Prompt Sessions

A PromptSession is the runtime representation of a prompt combined with your input data. It handles variable substitution, provider conversion, and response parsing.

Creating Sessions

From prompt ID

The simplest way to create a session:

async with MoxnClient() as client:
    session = await client.create_prompt_session(
        prompt_id="your-prompt-id",
        branch_name="main",
        session_data=YourInputModel(
            query="How do I reset my password?",
            user_id="user_123"
        )
    )

This fetches the prompt and creates a session in one call.

From session data with metadata

If your codegen’d model has moxn_schema_metadata, you can create a session from just the data:

from generated_models import ProductHelpInput

session_data = ProductHelpInput(
    query="How do I reset my password?",
    user_id="user_123"
)

# Session data knows its prompt ID from metadata
session = await client.prompt_session_from_session_data(
    session_data=session_data,
    branch_name="main"
)

From a PromptTemplate directly

For more control, create sessions manually:

from moxn.models.prompt import PromptSession

prompt = await client.get_prompt("...", branch_name="main")

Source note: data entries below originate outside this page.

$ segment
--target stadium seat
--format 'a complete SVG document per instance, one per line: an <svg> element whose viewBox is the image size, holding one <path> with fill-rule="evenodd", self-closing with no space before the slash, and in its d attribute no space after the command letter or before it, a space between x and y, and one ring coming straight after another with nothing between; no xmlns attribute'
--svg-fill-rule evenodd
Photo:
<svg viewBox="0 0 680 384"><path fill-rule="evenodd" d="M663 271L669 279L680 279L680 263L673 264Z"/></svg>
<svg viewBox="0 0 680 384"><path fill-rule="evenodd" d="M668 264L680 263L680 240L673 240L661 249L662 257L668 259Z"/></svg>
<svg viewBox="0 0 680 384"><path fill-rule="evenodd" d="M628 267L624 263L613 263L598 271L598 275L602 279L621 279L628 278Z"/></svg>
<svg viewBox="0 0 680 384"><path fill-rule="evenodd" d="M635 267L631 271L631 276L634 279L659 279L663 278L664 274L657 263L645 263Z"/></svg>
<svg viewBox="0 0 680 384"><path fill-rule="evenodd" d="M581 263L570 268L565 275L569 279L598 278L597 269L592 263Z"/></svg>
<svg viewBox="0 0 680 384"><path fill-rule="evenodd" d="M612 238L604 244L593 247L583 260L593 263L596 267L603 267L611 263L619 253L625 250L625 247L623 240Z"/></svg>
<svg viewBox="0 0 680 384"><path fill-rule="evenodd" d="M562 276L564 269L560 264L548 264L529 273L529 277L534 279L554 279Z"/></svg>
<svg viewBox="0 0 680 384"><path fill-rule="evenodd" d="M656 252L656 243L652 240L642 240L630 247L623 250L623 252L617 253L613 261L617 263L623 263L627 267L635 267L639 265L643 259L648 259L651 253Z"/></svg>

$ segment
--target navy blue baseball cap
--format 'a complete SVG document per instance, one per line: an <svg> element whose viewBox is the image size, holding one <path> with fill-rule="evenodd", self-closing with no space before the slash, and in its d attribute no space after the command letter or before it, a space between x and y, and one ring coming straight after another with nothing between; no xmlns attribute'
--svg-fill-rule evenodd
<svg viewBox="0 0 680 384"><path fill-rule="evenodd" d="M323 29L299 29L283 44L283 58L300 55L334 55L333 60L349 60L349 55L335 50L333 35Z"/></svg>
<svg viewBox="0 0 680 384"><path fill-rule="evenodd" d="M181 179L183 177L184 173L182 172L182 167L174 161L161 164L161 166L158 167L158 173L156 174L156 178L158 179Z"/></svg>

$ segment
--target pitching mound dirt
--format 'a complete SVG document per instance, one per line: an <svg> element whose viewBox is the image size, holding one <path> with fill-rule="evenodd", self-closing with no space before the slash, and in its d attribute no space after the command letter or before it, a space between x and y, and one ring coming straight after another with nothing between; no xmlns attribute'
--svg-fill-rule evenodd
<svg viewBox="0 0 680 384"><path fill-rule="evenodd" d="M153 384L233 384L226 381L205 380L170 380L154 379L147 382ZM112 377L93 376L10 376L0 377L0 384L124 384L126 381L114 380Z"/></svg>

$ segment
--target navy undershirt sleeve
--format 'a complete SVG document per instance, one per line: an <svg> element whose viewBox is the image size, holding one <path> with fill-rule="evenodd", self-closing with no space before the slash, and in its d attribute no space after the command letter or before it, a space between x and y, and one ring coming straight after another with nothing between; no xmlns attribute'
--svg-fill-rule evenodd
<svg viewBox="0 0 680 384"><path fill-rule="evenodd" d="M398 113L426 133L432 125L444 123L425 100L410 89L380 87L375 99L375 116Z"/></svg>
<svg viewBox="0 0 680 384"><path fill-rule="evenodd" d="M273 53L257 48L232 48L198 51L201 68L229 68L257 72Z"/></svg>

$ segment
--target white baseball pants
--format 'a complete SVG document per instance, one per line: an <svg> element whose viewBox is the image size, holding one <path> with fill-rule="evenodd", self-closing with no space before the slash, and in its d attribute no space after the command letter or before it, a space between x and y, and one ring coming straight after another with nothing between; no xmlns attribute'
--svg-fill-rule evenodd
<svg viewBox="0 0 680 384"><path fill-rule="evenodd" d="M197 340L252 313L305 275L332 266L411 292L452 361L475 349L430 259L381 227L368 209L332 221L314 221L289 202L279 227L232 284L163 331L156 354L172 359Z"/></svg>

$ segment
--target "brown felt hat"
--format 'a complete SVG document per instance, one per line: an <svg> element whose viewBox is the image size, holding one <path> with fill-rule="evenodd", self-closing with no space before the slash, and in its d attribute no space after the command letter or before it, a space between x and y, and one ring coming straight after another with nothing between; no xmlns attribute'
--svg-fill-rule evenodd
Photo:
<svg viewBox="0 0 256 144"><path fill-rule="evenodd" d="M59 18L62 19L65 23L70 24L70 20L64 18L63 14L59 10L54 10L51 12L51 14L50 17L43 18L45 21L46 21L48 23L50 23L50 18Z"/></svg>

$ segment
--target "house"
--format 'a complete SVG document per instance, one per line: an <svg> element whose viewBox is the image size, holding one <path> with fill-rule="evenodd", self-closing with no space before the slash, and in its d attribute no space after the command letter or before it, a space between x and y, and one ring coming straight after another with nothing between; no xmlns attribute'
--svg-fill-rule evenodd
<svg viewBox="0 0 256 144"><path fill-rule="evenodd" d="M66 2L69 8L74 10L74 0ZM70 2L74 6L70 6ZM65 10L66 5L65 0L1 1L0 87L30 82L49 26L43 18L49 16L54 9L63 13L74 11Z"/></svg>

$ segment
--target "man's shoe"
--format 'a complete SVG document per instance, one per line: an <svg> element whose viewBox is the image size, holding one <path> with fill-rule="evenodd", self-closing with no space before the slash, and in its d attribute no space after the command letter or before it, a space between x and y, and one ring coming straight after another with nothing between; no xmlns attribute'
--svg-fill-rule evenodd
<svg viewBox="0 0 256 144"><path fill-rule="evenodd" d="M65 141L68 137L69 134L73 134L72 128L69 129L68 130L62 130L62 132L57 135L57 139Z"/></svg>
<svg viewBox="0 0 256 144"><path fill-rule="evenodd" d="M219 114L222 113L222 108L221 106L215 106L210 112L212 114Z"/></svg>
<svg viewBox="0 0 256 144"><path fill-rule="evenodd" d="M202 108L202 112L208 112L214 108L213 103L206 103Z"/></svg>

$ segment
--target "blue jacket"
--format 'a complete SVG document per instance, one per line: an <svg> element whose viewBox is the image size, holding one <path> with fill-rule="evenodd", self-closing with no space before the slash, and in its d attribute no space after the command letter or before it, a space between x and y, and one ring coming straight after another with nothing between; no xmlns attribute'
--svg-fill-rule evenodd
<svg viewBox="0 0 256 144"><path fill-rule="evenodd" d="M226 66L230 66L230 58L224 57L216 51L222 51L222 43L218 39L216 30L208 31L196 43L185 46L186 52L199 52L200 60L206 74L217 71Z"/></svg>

session = PromptSession.from_prompt_template(
    prompt=prompt,
    session_data=YourInputModel(...)
)

Session Data and Rendering

The render() flow

Session data goes through a transformation pipeline: The render() method returns a dictionary where values can be:

Strings: Simple text values (the base case)
ContentBlocks: Multimodal content like images and PDFs
Arrays: Sequences of ContentBlocks for structured context (e.g., citations)

How render() works

The render() method transforms your typed data into a dictionary that maps variable names to values. The base case returns string values:

class ProductHelpInput(RenderableModel):
    query: str
    user_id: str
    documents: list[Document]

    def render(self, **kwargs) -> dict[str, str]:
        return {
            "query": self.query,
            "user_id": self.user_id,
            "documents": json.dumps([d.model_dump() for d in self.documents])
        }

Each key in the returned dict corresponds to a variable name in your prompt messages. For multimodal content and structured arrays, render() can return ContentBlock types instead of strings—see Advanced Render Patterns below.

Customizing render()

You can customize how data is formatted for the LLM:

class ProductHelpInput(RenderableModel):
    documents: list[Document]

    def render(self, **kwargs) -> dict[str, str]:
        # Format as markdown
        formatted = "\n".join([
            f"## {doc.title}\n{doc.content}"
            for doc in self.documents
        ])
        return {
            "documents": formatted
        }

Or use XML formatting:

def render(self, **kwargs) -> dict[str, str]:
    docs_xml = "\n".join([
        f"<document id='{doc.id}'>\n{doc.content}\n</document>"
        for doc in self.documents
    ])
    return {
        "documents": f"<documents>\n{docs_xml}\n</documents>"
    }

Advanced Render Patterns

Beyond simple strings, render() can return ContentBlock types for multimodal content and arrays for structured context.

Multimodal Variables

Inject images and PDFs directly into your prompts:

from moxn.base_models.blocks.image import ImageContentFromSource
from moxn.base_models.blocks.file import PDFContentFromSource

class DocumentAnalysisInput(RenderableModel):
    query: str
    document_url: str
    screenshot_url: str

    def render(self, **kwargs) -> dict[str, Any]:
        return {
            "query": self.query,
            "document": PDFContentFromSource(
                url=self.document_url,
                name="source_document.pdf",
            ),
            "screenshot": ImageContentFromSource(
                url=self.screenshot_url,
            ),
        }

When the session converts to provider format, these ContentBlocks become the appropriate multimodal content (e.g., image and document blocks for Anthropic).

Arrays for Citations

Return arrays of ContentBlocks to enable structured citation support. This is particularly useful with Anthropic’s citations API, which allows the model to explicitly reference specific chunks of context in its response:

from moxn.base_models.blocks.text import TextContent

class RAGInput(RenderableModel):
    query: str
    chunks: list[DocumentChunk]

    def render(self, **kwargs) -> dict[str, Any]:
        return {
            "query": self.query,
            # Array of TextContent blocks for citations
            "context_chunks": [
                TextContent(text=chunk.text)
                for chunk in self.chunks
            ],
        }

When Anthropic’s citations feature is enabled, each TextContent in the array becomes a citable source. The model’s response can then reference specific chunks by index, making it easy to verify which sources informed each part of the response.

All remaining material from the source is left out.